GASB 75: Other Post-Employment Benefits (OPEB) Accounting Guide
The adoption of GASB Statement No. 75, Accounting and Financial Reporting for Postemployment Benefits Other Than Pensions (effective for fiscal years beginning after June 15, 2017), introduced governments to a new category of financial obligation that, while less discussed than pensions, often rivals or exceeds pension liabilities in magnitude. OPEB—primarily post-retirement healthcare benefits for retirees and their dependents—represents an explicit commitment made to employees that frequently goes unfunded. This comprehensive guide walks practitioners through GASB 75 measurement methodologies, the critical role of healthcare cost trend assumptions, and the distinction between single-employer, agent, and cost-sharing OPEB plans.

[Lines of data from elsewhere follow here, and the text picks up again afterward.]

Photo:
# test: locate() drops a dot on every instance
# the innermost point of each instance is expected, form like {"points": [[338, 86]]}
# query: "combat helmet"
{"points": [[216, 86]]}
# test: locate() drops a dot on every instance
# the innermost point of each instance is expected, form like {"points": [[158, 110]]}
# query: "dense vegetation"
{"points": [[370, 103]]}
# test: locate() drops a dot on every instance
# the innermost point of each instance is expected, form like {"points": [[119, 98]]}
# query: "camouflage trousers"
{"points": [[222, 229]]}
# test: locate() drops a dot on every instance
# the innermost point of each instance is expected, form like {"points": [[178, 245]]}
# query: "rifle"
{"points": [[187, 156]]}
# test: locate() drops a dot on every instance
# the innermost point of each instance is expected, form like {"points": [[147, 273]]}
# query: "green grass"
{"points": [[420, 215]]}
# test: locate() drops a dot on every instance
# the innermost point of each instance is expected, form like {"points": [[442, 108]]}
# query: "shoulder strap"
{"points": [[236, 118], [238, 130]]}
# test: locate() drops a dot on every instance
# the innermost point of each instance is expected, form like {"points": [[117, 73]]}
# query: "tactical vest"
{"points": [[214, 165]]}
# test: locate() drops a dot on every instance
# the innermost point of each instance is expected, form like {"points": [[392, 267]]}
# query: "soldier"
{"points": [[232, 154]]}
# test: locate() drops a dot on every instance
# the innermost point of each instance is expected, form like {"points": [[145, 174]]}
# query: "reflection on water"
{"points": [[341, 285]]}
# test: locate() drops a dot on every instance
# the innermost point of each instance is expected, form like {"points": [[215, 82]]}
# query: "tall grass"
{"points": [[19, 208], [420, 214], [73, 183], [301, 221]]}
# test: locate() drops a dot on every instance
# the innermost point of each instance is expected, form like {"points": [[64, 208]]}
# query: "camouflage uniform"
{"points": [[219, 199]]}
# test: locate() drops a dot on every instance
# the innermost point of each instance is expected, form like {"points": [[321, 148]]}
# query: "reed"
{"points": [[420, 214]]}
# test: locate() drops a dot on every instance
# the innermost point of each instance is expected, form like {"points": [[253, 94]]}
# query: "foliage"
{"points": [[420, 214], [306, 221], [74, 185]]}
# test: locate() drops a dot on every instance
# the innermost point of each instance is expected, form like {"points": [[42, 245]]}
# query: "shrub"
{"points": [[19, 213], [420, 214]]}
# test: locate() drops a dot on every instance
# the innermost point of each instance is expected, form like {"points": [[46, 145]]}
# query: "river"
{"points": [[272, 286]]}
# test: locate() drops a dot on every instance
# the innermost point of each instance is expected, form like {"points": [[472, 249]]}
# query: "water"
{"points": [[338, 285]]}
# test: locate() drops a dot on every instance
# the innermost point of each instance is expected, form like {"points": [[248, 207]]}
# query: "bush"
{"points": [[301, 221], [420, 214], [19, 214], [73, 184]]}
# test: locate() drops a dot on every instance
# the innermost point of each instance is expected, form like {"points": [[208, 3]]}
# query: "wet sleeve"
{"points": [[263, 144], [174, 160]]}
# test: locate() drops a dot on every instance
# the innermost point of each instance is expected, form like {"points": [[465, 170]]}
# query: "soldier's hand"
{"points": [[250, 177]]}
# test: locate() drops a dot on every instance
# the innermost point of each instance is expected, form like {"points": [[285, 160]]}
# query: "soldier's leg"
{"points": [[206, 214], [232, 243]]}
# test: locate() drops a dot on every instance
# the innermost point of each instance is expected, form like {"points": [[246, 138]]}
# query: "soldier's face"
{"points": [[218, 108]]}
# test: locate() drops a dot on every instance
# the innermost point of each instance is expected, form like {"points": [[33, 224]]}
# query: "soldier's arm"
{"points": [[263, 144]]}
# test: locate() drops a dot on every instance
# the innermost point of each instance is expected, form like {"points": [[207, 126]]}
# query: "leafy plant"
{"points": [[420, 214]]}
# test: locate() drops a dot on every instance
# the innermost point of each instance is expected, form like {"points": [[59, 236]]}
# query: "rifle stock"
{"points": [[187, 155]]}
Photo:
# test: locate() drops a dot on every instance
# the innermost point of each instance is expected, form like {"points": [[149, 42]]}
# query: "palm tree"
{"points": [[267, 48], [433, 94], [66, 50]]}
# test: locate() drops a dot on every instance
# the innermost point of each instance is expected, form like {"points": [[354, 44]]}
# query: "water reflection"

What Are OPEB? Understanding the Landscape
Other post-employment benefits are benefits provided to retirees and their beneficiaries—other than pensions—based on the retiree's service to the government during employment. The most common OPEB is healthcare (medical, dental, vision insurance), but OPEB also includes:
- Retiree healthcare insurance — The government or retiree pays premiums for coverage continuation
- Life insurance — Death benefits provided to retirees' beneficiaries
- Disability benefits — Long-term disability coverage for incapacitated retirees
- Long-term care insurance — Coverage for nursing home or assisted living care
- Tax-deferred savings accounts — Government contributions to Health Savings Accounts (HSAs) or Medical Savings Accounts (MSAs)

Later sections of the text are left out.